Pothos are fairly easy-going houseplants. But let’s troubleshoot some common issues with growing Marble Queen pothos. 

Leaf Discoloration 

  • Leaves Going Green: If Marble Queen pothos loses leaf variegation, it’s probably not receiving enough light. Move your plant into an east-facing window to maintain Marble Queen’s creamy coloration. 
  • Yellow Leaves: When the leaves on a pothos turn yellow and flaccid, this is usually a sign of root rot – almost always caused by overwatering the plant. 
  • Brown Tips on Leaves: These brown tips could indicate that you have overfertilized the plant. 
  • Brown Spots on Leaves: Brown spots are another indication that you have overwatered the pothos. 

Pest Infestations 

Like other pothos plants, Marble Queen pothos are typically pest-resistant. But in some conditions, you might see the following pests attacking the plant’s tissues and leaves: aphids, mealybugs, spider mites, thrips, and white flies.  

If you find any of these pests on your Marble Queen, remove them as soon as possible. Simply wipe the plant’s stem and leaves with insecticidal soap. 

How to Train a Marble Queen Pothos

Like other pothos plants, Marble Queen is a trailing vine. It might seem logical to plant pothos in a hanging basket and let gravity do the hard work. But pothos grows best by climbing. 

To encourage trailing and vertical growth, attach the Marble Queen to a stake, moss pole, houseplant trellis, or another support system. The exact choice comes down to personal aesthetic preference. 

Just make sure there is a surface, even as simple as a length of string, to which the aerial roots can attach.

FAQ

Does Marble Queen pothos purify air?

Yes. According to a NASA study conducted in 2016, pothos plants help remove Volatile Organic Compounds from the air. 

Can a Marble Queen pothos revert?

Yes. A Marble Queen pothos can revert to its non-variegated form. If your pothos begins to produce green leaves, make sure the plant is receiving several hours of direct sunlight. Additionally, you can prune away all-green leaves to encourage new, variegated growth. 

Is there a difference between Marble Queen pothos and Snow Queen pothos?

Yes. The leaves of Snow Queen pothos are predominantly light yellow. Marble Queen Pothos leaves retain a dark green color with splotches of light yellow. Snow Queen’s leaves are slightly more pointed than Marble Queen’s foliage. 

The leaves of Marble Queen contain more chlorophyll (hence the darker green coloring). The increased chlorophyll content makes Marble Queen a slightly hardier and faster-growing pothos than Snow Queen. 

But generally speaking, Marble Queen and Snow Queen require similar growing conditions. 

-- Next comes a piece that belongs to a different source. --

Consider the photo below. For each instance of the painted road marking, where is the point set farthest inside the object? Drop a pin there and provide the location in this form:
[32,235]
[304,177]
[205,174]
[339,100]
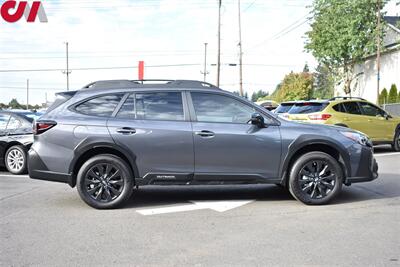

Are marble queen pothos plants toxic to pets? 

Technically, yes. Marble Queen pothos contains calcium oxalate crystals which are toxic to cats and dogs. If your pet ingests the leaves or stems of this plant, it might exhibit vomiting, mouth irritation, drooling, and decreased appetite. Fortunately, pothos toxins most likely won’t kill your furry friend. 

They are also toxic to humans. So make sure curious kids can’t reach the trailing vines.